UGI spokesperson Joseph Swope said the natural gas is filtered, measured and regulated from one pipeline to another before it’s distributed to customers. Construction started early this summer and is set to end in the next two weeks.
Because this gate station is located right here in the Wyoming Valley, gas doesn’t need to be transported from someplace farther away. That means local UGI customers could see lower bills in the coming months.
“It’s going to save about $11 million over five years in transportation costs because gas is going to be coming from 28 miles away, instead of coming from the gulf coast,” said UGI spokesperson Joseph Swope.
Swope said the gate station also adds another supply point, making it easier to get gas to more customers as UGI’s service continues to grow.

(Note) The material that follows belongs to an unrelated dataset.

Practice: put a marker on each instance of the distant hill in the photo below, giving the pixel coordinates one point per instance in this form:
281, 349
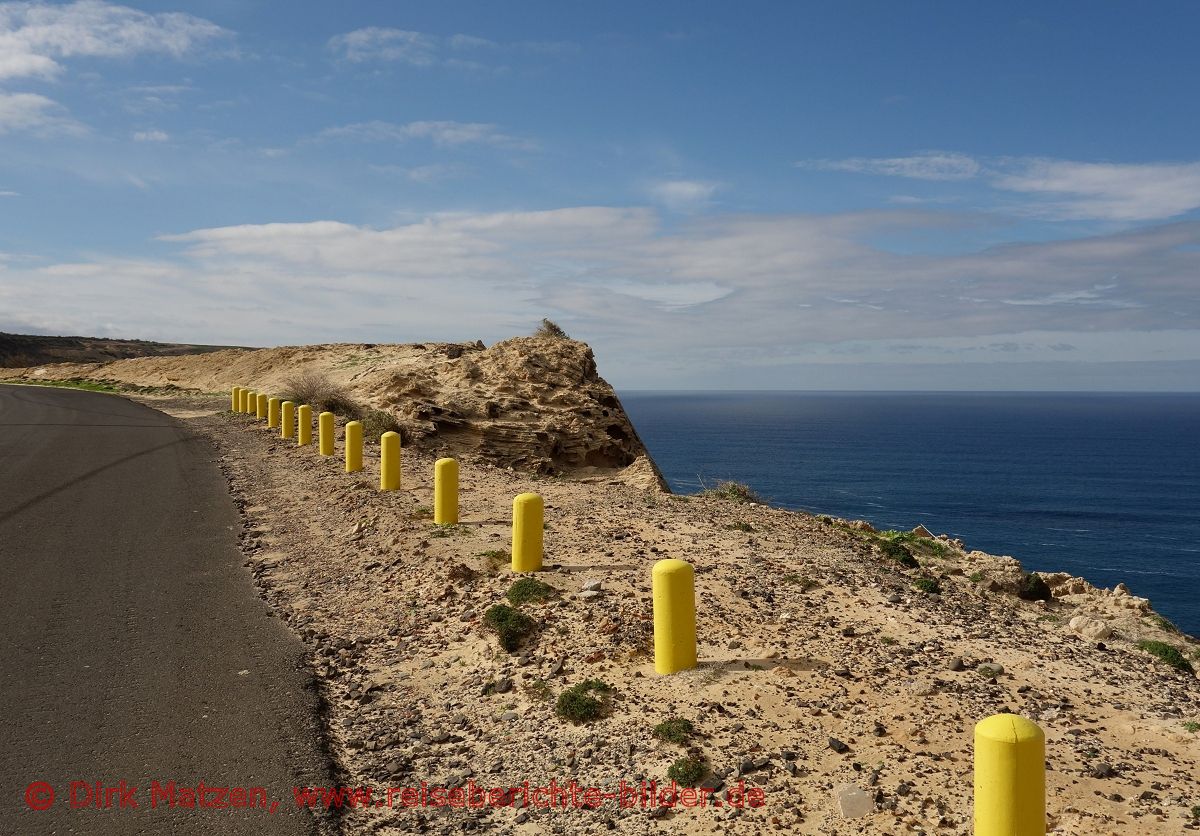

For Paul Kamor of Wyoming, UGI had him at lower bills.
“I think it’s really good for all of us involved that has to pay bills. Anything that can lower our bills is going to be better for us,” said Paul Kamor of Wyoming.
In the past, some people in West Wyoming worried the station would be unsafe or too close to their property, but Swope insists the site is clean, safe, and tucked in a spot that’s out of people’s way. Paul Kamor isn’t too concerned.
“I believe they really know what they’re doing or they wouldn’t be doing it in the first place,” said Kamor.
UGI expects to finish construction on the gate station in the next couple of weeks. That would mean UGI gas customers in the Wyoming Valley could see lower bills as soon as December first.